The half-life of 234U, uranium-234, is 2.52 105 yr. If 98.4% of the uranium in the original sample is present, what length of time (to the nearest thousand years) has elapsed?
x = A e^-kt
if x/A = 0.5, t = 2.52*10^5
.5 = e^-k(2.52*10^5)
ln .5 = -.693 = -2.52*10^5 k
k = 2.75*10^-6
0.984 = e^-2.75*-10^-6 t
t = 5863 years
To find the length of time that has elapsed, we can use the concept of half-life.
First, let's define the half-life. The half-life is the time it takes for half of the radioactive nuclei in a sample to decay.
In this case, the half-life of uranium-234 is 2.52 * 10^5 years.
We know that 98.4% of the uranium is still present in the sample. This means that 1 - 0.984 = 0.016 (or 1.6%) of the uranium has decayed.

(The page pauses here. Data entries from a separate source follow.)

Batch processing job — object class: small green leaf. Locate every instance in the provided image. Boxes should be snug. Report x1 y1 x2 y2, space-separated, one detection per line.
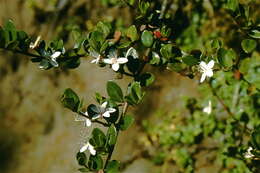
107 81 124 102
92 128 106 148
87 104 100 119
61 88 81 112
225 0 238 12
118 115 134 131
126 25 139 42
141 30 153 47
217 48 236 68
125 82 145 105
160 44 172 59
149 52 161 65
76 152 87 166
211 39 222 49
248 29 260 39
105 160 120 173
136 72 155 87
106 125 117 146
241 39 257 53
251 127 260 150
182 55 199 66
88 155 103 171
96 21 111 38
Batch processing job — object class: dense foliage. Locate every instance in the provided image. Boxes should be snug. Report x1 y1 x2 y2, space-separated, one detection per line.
0 0 259 172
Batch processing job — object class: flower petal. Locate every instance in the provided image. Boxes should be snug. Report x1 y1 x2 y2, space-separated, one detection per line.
206 70 213 77
103 111 111 118
85 119 92 127
112 63 120 71
50 59 59 67
107 108 116 113
199 61 207 71
200 73 207 83
79 144 89 153
103 59 113 64
207 60 215 69
51 51 61 59
88 144 96 155
101 101 108 109
117 58 128 64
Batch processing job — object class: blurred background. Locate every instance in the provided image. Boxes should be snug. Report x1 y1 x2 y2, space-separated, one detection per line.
1 0 259 173
0 0 198 172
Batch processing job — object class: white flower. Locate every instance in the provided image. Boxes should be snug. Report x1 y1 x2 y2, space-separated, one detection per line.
203 100 212 115
49 51 61 67
104 50 128 71
125 47 138 59
80 142 96 155
199 60 214 83
244 147 255 159
89 50 101 64
98 101 116 118
74 112 92 127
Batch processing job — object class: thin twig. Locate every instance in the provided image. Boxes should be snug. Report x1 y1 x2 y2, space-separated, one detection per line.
78 111 109 127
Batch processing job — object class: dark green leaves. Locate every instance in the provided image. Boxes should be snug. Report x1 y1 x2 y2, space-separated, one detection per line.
125 82 145 105
91 128 107 148
141 30 153 47
248 29 260 39
87 104 100 119
107 81 124 102
118 115 134 131
77 152 87 166
182 55 199 66
61 88 82 112
241 39 257 53
106 125 117 146
88 155 103 171
136 72 155 87
217 48 236 68
251 127 260 150
105 160 120 173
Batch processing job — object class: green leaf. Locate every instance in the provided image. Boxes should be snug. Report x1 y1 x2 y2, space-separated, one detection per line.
126 25 139 42
105 160 120 173
88 155 103 171
136 72 155 87
87 104 100 119
96 21 111 38
76 152 87 166
239 58 250 74
92 128 106 148
160 44 172 59
106 124 117 146
225 0 238 12
217 48 236 68
248 29 260 39
118 115 134 131
149 52 161 65
251 127 260 150
61 88 81 112
182 55 199 66
211 39 222 49
125 82 145 105
241 39 257 53
141 30 153 47
107 81 124 102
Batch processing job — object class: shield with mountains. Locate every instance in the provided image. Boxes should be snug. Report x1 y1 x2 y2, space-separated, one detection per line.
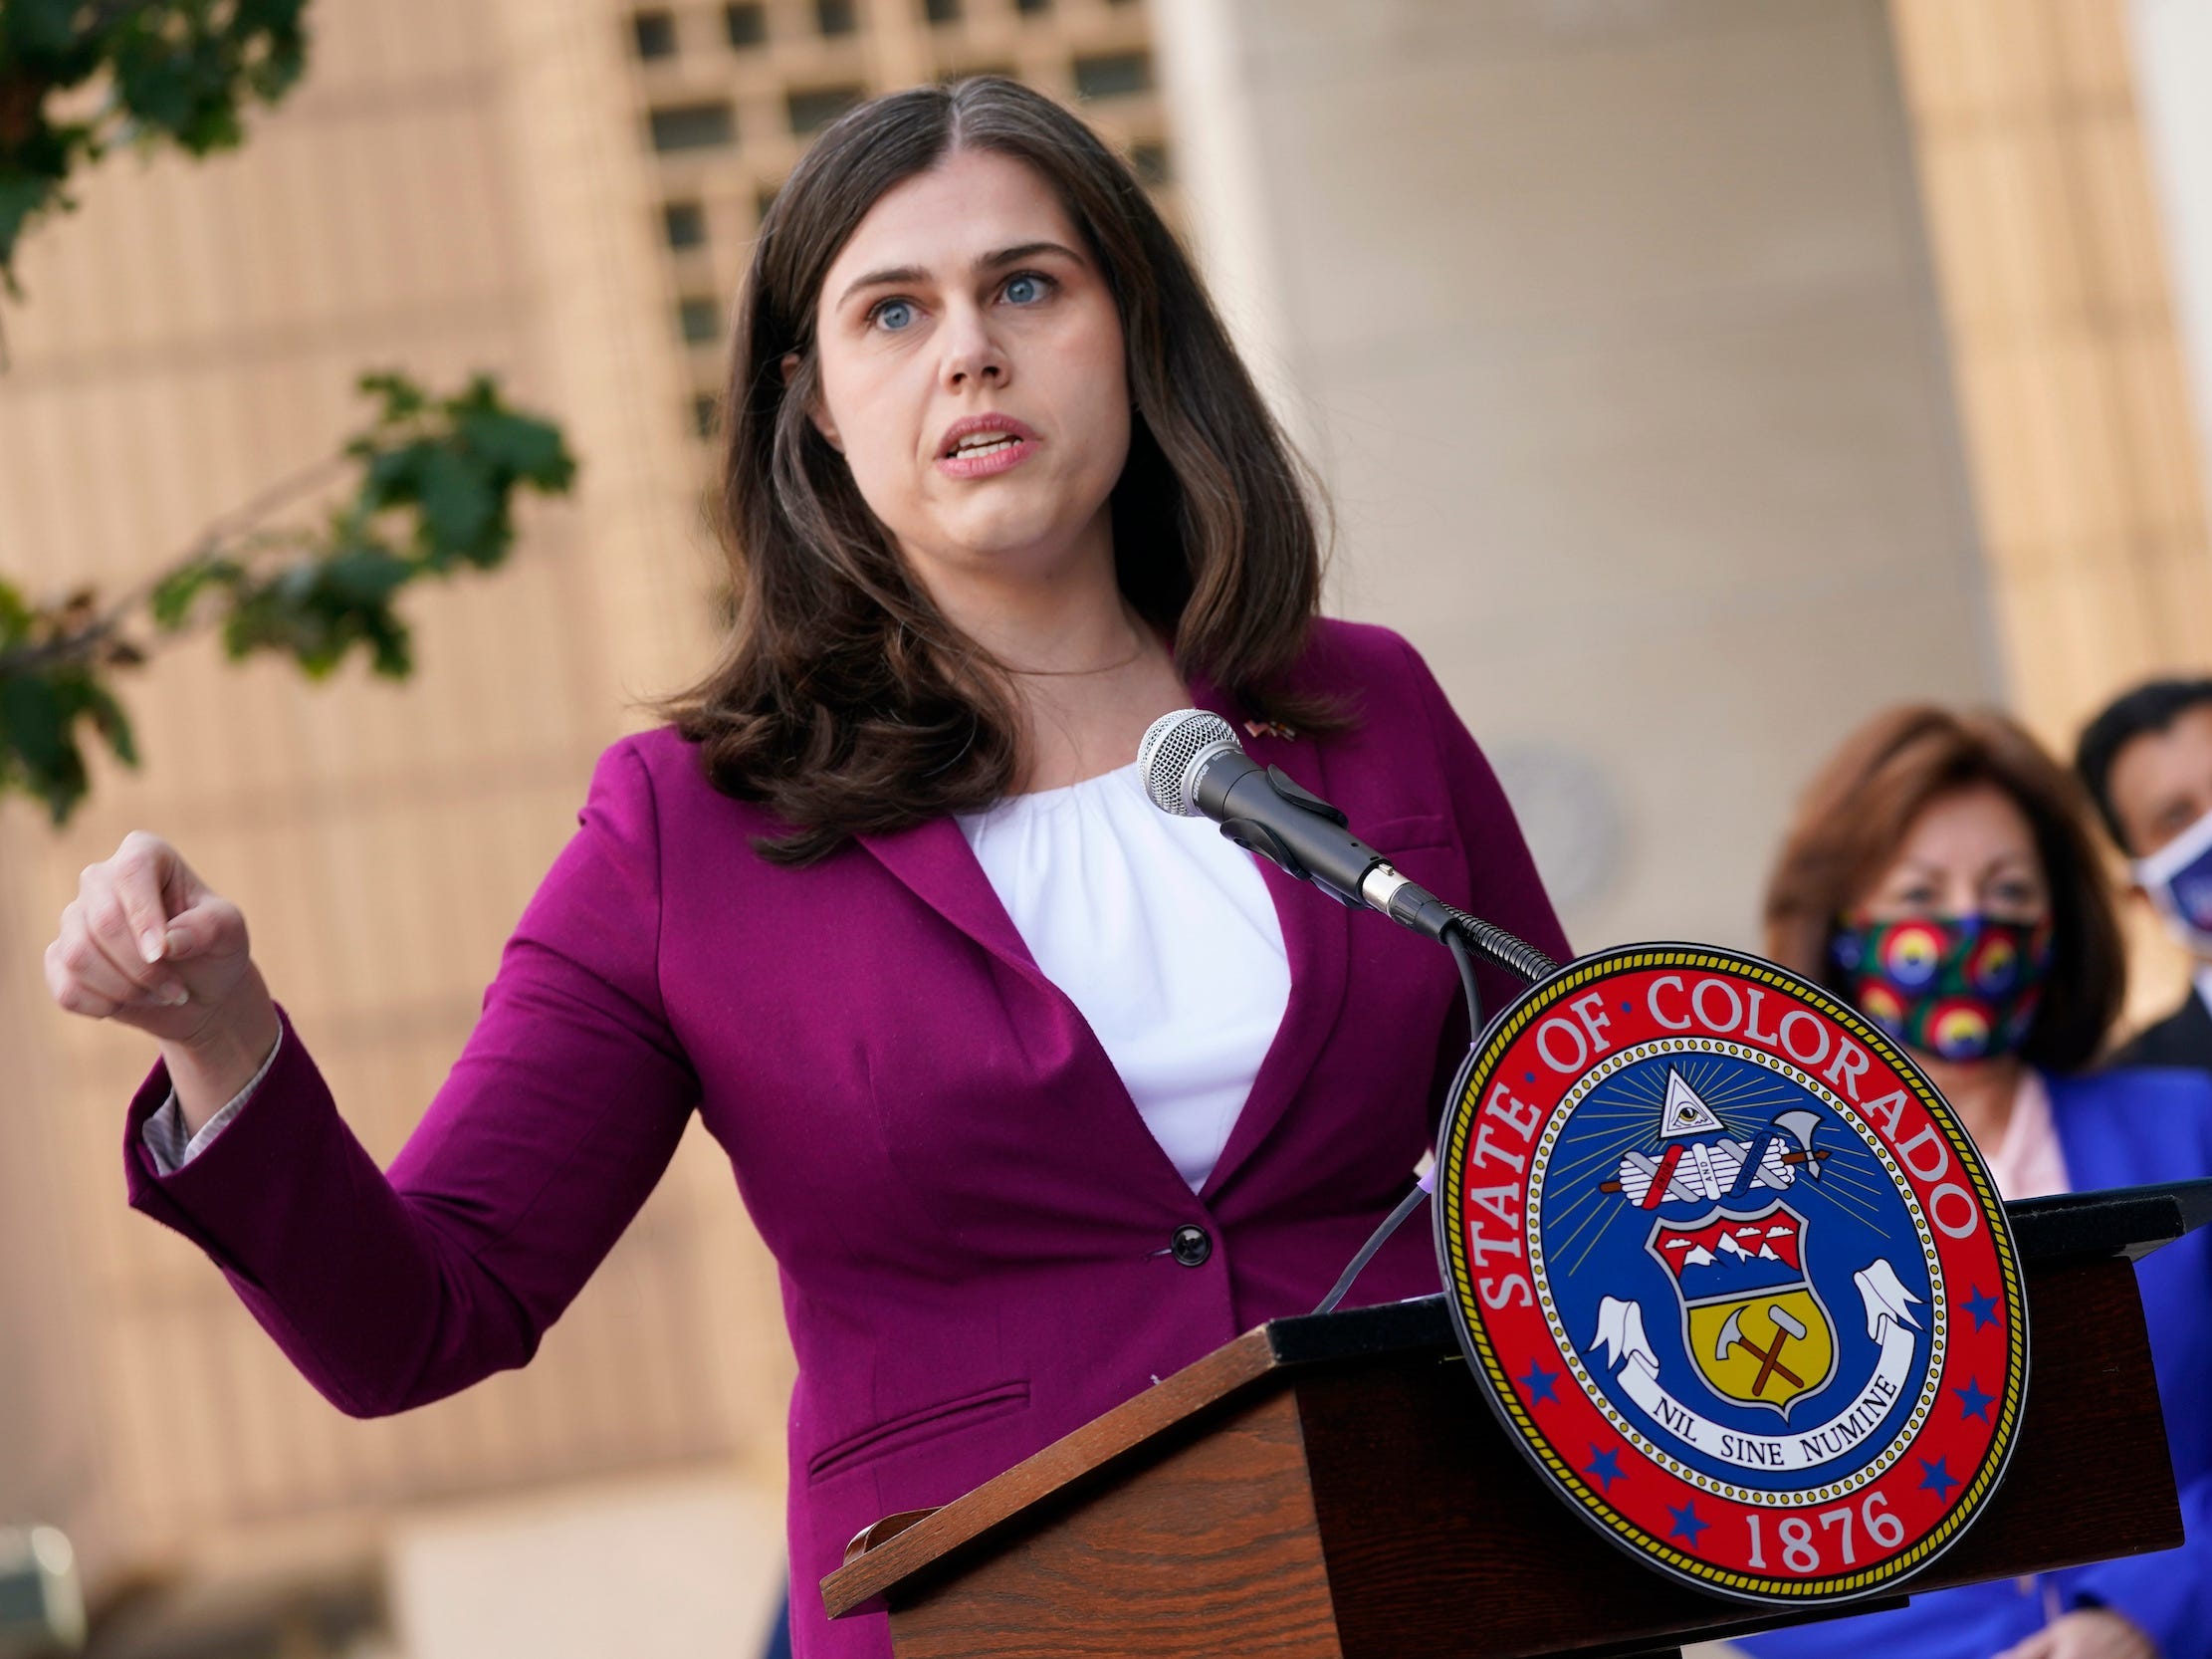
1648 1200 1839 1418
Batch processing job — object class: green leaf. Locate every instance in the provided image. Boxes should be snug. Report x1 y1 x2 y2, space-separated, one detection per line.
355 369 427 423
3 0 84 58
458 404 576 492
0 578 32 644
0 671 88 825
356 442 422 513
362 607 414 678
81 678 139 769
148 555 246 629
0 170 59 274
322 544 413 602
0 672 67 774
412 442 498 564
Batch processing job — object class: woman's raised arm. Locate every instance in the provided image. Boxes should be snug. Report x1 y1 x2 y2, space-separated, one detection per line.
53 737 703 1418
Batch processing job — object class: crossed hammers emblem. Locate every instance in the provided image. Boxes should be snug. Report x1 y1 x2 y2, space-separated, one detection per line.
1715 1304 1810 1396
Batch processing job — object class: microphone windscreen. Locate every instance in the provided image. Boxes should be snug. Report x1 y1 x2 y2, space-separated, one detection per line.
1137 709 1241 817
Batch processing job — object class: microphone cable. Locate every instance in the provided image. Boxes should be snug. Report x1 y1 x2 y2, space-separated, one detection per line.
1313 919 1533 1315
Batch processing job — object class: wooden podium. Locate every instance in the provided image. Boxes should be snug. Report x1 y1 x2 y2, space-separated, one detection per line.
823 1180 2212 1659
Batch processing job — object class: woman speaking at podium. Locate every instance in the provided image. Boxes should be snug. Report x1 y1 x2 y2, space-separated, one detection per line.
41 78 1566 1659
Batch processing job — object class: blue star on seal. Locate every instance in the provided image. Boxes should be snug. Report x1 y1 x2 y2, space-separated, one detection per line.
1918 1455 1959 1500
1961 1286 2000 1330
1954 1377 1994 1422
1517 1359 1560 1404
1666 1500 1709 1546
1584 1446 1625 1493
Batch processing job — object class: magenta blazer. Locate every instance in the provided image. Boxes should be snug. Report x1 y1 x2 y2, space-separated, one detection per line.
121 618 1568 1659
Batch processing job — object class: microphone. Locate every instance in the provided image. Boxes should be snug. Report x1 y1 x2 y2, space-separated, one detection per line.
1137 709 1461 941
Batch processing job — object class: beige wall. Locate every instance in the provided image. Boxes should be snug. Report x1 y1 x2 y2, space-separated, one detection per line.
1155 0 2000 955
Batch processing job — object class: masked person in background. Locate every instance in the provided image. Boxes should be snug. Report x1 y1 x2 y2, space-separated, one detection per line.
1740 706 2212 1659
2076 679 2212 1072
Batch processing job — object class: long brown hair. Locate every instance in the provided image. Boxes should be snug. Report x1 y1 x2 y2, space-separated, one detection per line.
648 77 1335 863
1763 706 2125 1073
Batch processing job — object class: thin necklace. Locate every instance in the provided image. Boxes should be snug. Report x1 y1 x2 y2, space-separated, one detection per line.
1000 634 1149 677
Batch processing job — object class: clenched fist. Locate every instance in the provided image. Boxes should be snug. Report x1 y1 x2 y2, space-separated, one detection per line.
44 830 279 1133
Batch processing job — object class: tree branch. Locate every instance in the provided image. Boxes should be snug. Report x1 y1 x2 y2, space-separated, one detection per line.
0 451 350 678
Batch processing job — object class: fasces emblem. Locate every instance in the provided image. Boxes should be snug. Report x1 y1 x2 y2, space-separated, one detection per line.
1435 946 2028 1601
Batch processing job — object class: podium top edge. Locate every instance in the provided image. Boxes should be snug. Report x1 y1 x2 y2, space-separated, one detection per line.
2006 1175 2212 1266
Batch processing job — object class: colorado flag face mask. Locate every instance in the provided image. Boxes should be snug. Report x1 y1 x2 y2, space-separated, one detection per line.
1830 912 2053 1063
2134 803 2212 957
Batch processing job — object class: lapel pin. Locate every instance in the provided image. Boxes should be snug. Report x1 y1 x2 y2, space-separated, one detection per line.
1243 719 1297 741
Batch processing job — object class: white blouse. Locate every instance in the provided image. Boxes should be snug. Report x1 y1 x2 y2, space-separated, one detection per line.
956 760 1290 1190
144 763 1293 1189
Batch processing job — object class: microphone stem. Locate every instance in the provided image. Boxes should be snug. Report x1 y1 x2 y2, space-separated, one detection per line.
1443 924 1483 1044
1439 906 1559 986
1308 921 1490 1319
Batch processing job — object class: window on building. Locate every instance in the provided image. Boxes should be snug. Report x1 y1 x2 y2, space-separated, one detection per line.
816 0 858 35
631 9 679 58
1013 0 1050 14
679 297 723 345
649 102 737 151
923 0 960 20
663 200 708 249
787 85 864 135
725 3 768 47
693 394 720 438
1129 140 1170 186
1074 50 1151 99
755 182 781 224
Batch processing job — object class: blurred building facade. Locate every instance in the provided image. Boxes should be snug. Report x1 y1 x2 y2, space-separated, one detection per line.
0 1 2207 1656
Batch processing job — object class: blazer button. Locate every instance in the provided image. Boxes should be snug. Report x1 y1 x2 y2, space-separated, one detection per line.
1171 1225 1213 1267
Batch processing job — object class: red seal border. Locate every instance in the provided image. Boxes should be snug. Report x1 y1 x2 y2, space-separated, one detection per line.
1433 944 2030 1602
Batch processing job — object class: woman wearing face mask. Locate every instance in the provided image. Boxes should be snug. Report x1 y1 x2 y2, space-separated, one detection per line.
41 79 1567 1659
1737 707 2212 1659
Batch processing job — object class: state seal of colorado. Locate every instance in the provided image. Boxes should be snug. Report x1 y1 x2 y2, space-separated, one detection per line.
1434 945 2027 1602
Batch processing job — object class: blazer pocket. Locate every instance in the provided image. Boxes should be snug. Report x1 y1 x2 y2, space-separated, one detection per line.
1356 811 1452 856
806 1379 1031 1485
1357 814 1457 901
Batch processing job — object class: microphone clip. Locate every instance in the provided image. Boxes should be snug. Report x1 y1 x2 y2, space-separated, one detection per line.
1220 767 1363 906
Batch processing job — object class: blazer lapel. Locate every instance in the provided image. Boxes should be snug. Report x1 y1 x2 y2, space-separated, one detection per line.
855 813 1040 985
1190 671 1352 1201
857 784 1198 1189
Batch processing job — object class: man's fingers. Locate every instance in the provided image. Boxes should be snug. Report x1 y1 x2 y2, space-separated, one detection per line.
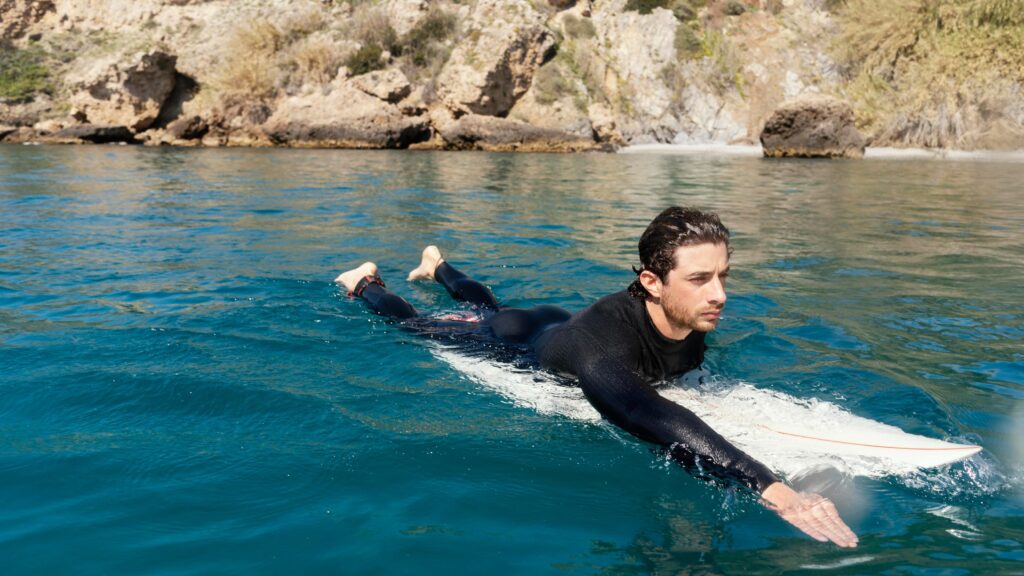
780 499 858 547
822 501 859 545
781 509 829 543
809 501 858 547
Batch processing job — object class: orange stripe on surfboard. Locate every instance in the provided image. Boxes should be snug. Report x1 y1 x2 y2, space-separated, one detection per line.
759 425 981 452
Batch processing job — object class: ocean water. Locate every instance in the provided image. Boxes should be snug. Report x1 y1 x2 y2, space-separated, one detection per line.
1 145 1022 575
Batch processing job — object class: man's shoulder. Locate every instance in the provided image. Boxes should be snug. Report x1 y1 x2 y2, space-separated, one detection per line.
573 289 643 325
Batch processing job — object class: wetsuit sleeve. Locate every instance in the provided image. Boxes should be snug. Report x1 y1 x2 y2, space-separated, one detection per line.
563 329 779 493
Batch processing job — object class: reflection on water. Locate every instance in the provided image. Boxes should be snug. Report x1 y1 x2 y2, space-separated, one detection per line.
1 145 1022 574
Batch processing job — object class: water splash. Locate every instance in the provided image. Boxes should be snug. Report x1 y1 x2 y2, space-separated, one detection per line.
431 345 1007 497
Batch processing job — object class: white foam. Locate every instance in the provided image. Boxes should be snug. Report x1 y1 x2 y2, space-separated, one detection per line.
431 345 987 483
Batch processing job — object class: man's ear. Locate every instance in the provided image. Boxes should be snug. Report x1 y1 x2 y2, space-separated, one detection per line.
639 270 662 300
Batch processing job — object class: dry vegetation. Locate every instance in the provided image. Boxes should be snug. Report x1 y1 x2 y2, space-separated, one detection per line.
833 0 1024 148
207 2 459 112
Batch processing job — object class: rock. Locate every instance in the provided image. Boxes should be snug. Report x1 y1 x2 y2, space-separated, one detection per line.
588 103 624 146
32 118 64 134
68 51 178 132
760 96 865 158
435 113 601 152
0 94 53 127
263 83 431 148
436 0 556 117
590 2 678 122
0 124 17 141
507 77 595 140
1 0 55 41
53 124 135 143
384 0 429 36
0 126 38 143
397 86 429 116
350 68 412 103
165 115 208 140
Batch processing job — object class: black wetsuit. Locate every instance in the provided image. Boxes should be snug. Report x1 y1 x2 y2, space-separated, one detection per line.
353 262 779 493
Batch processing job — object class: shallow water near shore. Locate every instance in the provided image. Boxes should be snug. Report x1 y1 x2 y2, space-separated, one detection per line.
1 146 1023 574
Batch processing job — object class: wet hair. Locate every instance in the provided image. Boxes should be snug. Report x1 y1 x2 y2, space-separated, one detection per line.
627 207 731 299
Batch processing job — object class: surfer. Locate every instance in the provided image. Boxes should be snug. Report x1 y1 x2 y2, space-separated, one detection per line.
336 207 858 548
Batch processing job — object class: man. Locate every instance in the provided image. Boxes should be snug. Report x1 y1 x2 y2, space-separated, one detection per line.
336 207 858 547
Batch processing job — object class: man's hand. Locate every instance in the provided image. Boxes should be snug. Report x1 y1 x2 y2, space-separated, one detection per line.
761 482 858 547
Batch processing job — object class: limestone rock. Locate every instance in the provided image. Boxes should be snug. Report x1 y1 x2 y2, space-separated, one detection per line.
53 124 135 143
760 96 865 158
588 103 624 146
508 84 594 140
68 51 178 132
351 69 412 103
0 0 55 41
165 115 209 140
32 118 64 134
263 83 430 148
0 94 53 127
591 1 678 122
436 113 601 152
0 124 17 141
436 0 555 117
0 126 37 143
384 0 429 36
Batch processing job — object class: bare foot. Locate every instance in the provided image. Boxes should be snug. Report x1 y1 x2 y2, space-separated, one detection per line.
407 245 444 281
335 262 378 293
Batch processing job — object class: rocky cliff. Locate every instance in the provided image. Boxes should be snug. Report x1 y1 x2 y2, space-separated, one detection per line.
2 0 1022 150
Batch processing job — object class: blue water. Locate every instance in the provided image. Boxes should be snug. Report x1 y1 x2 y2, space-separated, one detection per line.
1 146 1022 574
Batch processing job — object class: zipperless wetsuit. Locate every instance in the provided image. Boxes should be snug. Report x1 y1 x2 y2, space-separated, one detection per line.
351 261 779 493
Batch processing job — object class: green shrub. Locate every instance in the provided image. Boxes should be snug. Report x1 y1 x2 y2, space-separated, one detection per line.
625 0 671 14
0 44 52 101
403 9 457 68
625 0 705 19
346 43 385 76
674 21 703 60
724 0 746 16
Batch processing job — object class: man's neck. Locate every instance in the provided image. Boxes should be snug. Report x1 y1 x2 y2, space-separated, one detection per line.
645 299 692 341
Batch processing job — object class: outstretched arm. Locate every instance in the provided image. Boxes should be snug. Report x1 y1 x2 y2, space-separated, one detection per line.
573 349 778 492
565 334 857 547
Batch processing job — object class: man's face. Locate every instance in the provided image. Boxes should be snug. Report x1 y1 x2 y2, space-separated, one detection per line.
659 242 729 333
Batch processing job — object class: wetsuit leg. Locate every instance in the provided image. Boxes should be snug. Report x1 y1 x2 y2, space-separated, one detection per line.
486 305 572 345
355 278 418 320
434 261 500 310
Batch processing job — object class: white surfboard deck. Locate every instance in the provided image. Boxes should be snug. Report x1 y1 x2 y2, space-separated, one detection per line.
431 346 982 478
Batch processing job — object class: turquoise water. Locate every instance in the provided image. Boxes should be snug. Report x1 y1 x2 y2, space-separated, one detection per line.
1 146 1022 574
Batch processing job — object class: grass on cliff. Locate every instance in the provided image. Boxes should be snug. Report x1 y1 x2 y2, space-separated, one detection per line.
209 4 459 113
834 0 1024 148
0 43 52 102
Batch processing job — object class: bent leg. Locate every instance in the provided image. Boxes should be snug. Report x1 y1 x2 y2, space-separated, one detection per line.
336 262 418 320
358 279 418 320
434 261 500 310
408 246 500 310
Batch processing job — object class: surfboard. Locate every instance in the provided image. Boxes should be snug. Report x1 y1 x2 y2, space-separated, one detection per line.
659 384 982 475
430 346 983 478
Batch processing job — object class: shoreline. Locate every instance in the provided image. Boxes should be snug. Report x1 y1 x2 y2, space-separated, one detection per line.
619 143 1024 162
5 139 1024 162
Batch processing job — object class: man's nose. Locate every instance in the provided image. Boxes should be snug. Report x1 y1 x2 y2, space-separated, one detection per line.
709 276 727 305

Since each half-life corresponds to a decay of 50% of the sample, we can set up the following equation:
(0.5)^(n) = 0.016
Here, 'n' represents the number of half-lives that have occurred.
To find 'n,' we can take the logarithm of both sides of the equation:
log(0.5)^(n) = log(0.016)
n * log(0.5) = log(0.016)
n = log(0.016) / log(0.5)
Using a calculator, we can find that n ≈ 5.276.
Since the number of half-lives is not a whole number, we can round it to the nearest whole number, which is 5.
Now, to find the length of time that has elapsed, we can multiply the number of half-lives by the half-life of uranium-234:
Time elapsed = 5 * 2.52 * 10^5 years
Calculating this gives us approximately 1.26 * 10^6 years.
Rounding this to the nearest thousand years, the length of time elapsed is approximately 1,260,000 years.